Из журнала Life за май 1945 года - зарисовка из Вены.
«Те дни и ночи, когда немцы отходили, а русские продвигались вперёд, к ним, были кошмаром: им приходилось прятаться в лесах и заброшенной шахте, с тысячами других беженцев. Внезапно Оденбург наполнился снующими, ругающимися, смеющимися русскими солдатами, выкрикивающими друг другу приказы и продвигающими свои танки и грузовики вперёд, к Вене.
Нижинский стоял в полном замешательстве среди гомона русских слов. Он был со всех сторон, родной язык, который он слышал впервые с 1911 года, когда покинул Россию. Эффект был ошеломляющим, а затем шокирующим. Нижинский, который за годы безумия произносил только односложные слова и мычал, обратился к первому же русскому, которого смог остановить и поприветствовал на родном языке. Дамбу прорвало. С тех пор он начал говорить, не всегда легко, но больше не было тех недель, когда от него нельзя было вытянуть ни слова. Он говорил на русском и иногда по-французски. И это был не единственный аспект его жизни, который изменили русские.
Несколько дней спустя Нижинский со спутником бродили по лесу и набрели на казармы, где русские солдаты, собравшись, пели под аккомпанемент нескольких балалаек и аккордеона. Нижинский и его спутник подошли ближе и прислушались.

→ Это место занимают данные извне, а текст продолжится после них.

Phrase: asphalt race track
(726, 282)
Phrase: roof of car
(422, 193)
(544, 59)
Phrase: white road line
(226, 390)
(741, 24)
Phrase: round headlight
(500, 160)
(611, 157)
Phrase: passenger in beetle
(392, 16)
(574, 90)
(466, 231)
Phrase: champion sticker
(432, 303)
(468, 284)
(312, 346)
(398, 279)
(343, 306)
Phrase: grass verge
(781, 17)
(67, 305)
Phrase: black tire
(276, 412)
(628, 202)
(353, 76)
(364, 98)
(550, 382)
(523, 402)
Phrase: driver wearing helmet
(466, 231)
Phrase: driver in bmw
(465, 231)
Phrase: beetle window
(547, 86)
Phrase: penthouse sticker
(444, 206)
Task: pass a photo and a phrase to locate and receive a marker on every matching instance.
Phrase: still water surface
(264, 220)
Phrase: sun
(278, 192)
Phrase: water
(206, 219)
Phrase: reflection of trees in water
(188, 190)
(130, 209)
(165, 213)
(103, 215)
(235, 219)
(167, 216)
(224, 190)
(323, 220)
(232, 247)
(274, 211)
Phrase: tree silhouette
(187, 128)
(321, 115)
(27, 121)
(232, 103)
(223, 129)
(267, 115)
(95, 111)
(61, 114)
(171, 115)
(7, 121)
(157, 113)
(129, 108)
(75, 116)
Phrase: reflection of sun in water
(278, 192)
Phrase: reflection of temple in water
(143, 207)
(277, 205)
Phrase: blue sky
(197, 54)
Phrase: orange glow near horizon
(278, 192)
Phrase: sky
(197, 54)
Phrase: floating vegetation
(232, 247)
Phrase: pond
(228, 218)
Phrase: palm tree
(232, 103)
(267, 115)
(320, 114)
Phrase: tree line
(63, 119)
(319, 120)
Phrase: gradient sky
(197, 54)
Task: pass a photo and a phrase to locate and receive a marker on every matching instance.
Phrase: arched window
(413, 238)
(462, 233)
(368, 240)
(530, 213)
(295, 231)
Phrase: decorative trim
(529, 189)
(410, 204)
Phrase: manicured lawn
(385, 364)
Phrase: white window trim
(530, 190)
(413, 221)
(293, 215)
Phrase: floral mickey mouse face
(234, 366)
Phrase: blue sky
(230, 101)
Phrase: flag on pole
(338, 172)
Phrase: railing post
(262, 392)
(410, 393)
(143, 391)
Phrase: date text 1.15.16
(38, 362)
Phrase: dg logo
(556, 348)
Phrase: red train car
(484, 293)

“Глоточек водки, товарищ?”, — спросил один из солдат, предлагая Нижинскому бутылку. Он немного колебался, а затем сказал: “Да, да”, смеясь. Бутылка сделала круг и вернулась обратно. Нижинский сделал ещё глоток могучего зелья. Музыка стала более громкой и дикой. Двое солдат вертелись и скакали в лучах заката. Внезапно промеж них вылетел седовласый незнакомец в твидовом костюме, скача, крутясь и выполняя немыслимые фигуры, настолько превосходящие танец солдат, что они замерли и стали смотреть. Музыканты заулыбались и заиграли сильнее. Солдаты стали звать из казарм своих друзей, чтобы те шли посмотреть на невиданное. Его подбадривали и хлопали. Лишь немногие из этих солдат, из деревень да степей, вообще были хоть раз в Москве, и никто из них не слышал фамилию “Нижинский”. Но они распознали нечто грандиозное в его пируэтах, прыжках и танце человека, который перевёл их родную русскую музыку в закрученные узоры движений, более прекрасные, чем всё, что они до этого видели.
Они раззадоривали его и хлопали, пока он не упал обессиленный. Затем его оживили водкой, и он танцевал снова и снова. Когда тем вечером они привезли Нижинского домой к Ромоле, он был очень пьяным, очень уставшим и очень счастливым.»